Ce soir-là, ce n'était pas la photographie qui était à l'honneur à la galerie d'Aaron mais bel et bien la peinture.
Los Angeles regorgeait d'artistes en tout genre et notamment de peintres, amateurs ou professionnels. Le trentenaire n'avait pas la prétention d'être incollable dans chaque domaine artistique qu'il exposait, qu'il s'agisse de dessin, de peinture, de photographie, de sculpture même… Au contraire, il affectionnait tout particulièrement l'idée de découvrir des artistes et leur art, et de montrer au grand jour la passion autant que le travail réalisé. Si l'art contemporain prenait davantage de place sur la scène médiatique et dans l'opinion publique ces dernières décennies, il souhaitait que l'on n'oublie pas les arts plus classiques, moins tape-à-l'œil. Des imitations les plus modestes aux créations loufoques, chaque œuvre avait sa place dans sa galerie, tant que l'on pouvait échanger à son sujet. D'ailleurs, si Aaron n'avait pas l'habitude de déambuler dans les couloirs de sa galerie durant la journée, il s'affichait régulièrement lors d'événements ressemblant à des conférences afin de mettre en lumière certains artistes.
La conférence du soir était au sujet d'un certain Marco Ciserani, tout droit venu d'Europe pour nous exposer son art, largement inspiré du classicisme de la Renaissance. Il méritait à être connu d'après Aaron et il s'était donc scrupuleusement attelé les jours d'avant à préparer ce temps d'échange entre lui, l'artiste et le public.
Une fois ce moment passé, les visiteurs purent librement vagabonder dans la galerie, discuter avec Marco ou même avec Aaron qui était souvent abordé durant ces événements. Il était sociable, avenant, et prenait un plaisir certain à échanger avec tout un chacun. Un couple d'Angélins d'environ soixante ans se rapprocha de lui pour lui proposer un prix sur une toile accrochée à quelques pas d'eux. Aaron n'affichait aucun prix lors de ses expositions car il n'était pas marchand d'art ; néanmoins les ventes informelles étaient fréquentes avec la population aisée et intéressée par l'art.
Une fois qu'il eut en sa possession les coordonnées du riche retraité, Aaron se retira et en profita pour se rapprocher de la table où des boissons étaient servies. Il opta pour un simple cocktail de fruits sans alcool et jeta un coup d'œil à son téléphone. Il vérifia ses dernières notifications et s'assura qu'il n'avait rien manqué. Qu'il s'agisse d'Adélaïde, de sa fille Valentina ou d'un autre proche. Mais rien ne l'incita à rester davantage sur son cellulaire. Alors il but quelques gorgées de sa boisson et releva le regard vers quelques visiteurs qui passaient et échangeaient vivement sur les œuvres exposées. Un sentiment de fierté le combla, quand ses prunelles croisèrent finalement la silhouette d'une femme... qui ne lui sembla pas inconnue.

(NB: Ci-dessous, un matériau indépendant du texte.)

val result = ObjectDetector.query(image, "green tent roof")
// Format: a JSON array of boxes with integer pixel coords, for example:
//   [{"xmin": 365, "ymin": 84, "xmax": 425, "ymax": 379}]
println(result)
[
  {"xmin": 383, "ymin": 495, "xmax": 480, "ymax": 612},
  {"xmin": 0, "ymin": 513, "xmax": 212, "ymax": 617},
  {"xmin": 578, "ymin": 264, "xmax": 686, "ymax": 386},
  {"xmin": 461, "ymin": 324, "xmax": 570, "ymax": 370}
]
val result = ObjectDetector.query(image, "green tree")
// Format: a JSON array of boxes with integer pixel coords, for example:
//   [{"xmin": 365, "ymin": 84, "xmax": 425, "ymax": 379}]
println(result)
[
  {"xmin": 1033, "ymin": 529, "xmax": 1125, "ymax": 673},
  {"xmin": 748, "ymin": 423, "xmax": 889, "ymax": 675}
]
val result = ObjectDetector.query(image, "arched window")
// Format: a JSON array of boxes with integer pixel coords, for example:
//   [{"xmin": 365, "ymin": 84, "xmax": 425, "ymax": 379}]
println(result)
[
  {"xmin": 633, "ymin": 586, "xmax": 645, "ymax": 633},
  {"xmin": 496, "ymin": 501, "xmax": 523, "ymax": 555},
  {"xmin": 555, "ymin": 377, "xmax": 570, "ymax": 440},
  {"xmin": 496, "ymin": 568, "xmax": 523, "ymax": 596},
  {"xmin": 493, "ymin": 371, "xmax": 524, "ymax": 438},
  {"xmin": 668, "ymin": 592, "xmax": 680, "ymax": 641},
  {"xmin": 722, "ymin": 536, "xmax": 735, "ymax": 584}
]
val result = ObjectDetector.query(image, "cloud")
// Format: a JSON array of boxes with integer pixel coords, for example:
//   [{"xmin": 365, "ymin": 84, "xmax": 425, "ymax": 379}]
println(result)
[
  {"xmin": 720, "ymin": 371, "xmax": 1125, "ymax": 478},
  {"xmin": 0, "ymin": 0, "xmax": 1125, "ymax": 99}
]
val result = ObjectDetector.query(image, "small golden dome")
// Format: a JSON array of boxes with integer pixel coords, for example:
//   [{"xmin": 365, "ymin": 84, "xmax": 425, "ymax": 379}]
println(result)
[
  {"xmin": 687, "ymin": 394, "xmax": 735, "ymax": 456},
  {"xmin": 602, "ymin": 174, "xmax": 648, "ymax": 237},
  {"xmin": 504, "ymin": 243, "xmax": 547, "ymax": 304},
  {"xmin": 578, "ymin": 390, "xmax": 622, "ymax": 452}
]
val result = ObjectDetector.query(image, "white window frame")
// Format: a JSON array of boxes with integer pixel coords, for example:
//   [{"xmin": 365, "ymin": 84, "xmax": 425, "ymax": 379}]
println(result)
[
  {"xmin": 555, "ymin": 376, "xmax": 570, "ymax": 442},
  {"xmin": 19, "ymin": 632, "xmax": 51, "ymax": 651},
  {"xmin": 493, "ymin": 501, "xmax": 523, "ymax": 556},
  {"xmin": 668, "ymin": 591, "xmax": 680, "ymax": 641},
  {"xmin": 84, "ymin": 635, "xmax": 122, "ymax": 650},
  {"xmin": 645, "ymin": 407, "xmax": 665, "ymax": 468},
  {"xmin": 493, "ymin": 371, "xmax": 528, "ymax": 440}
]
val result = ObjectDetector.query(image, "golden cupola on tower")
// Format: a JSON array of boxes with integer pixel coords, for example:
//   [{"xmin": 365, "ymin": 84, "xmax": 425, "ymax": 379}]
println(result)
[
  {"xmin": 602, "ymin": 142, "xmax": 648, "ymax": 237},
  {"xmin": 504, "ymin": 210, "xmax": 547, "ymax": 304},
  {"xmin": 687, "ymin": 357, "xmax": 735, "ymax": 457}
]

Il l'avait déjà vue plusieurs fois, probablement à la galerie… C'était même sûr. Elle était déjà venue plusieurs fois à des conférences, assez pour qu'il la reconnaisse. Un instant se passa sans qu'ils ne bougent, puis il esquissa un sourire dans sa direction, plus par politesse que par intention de la perturber durant son exploration.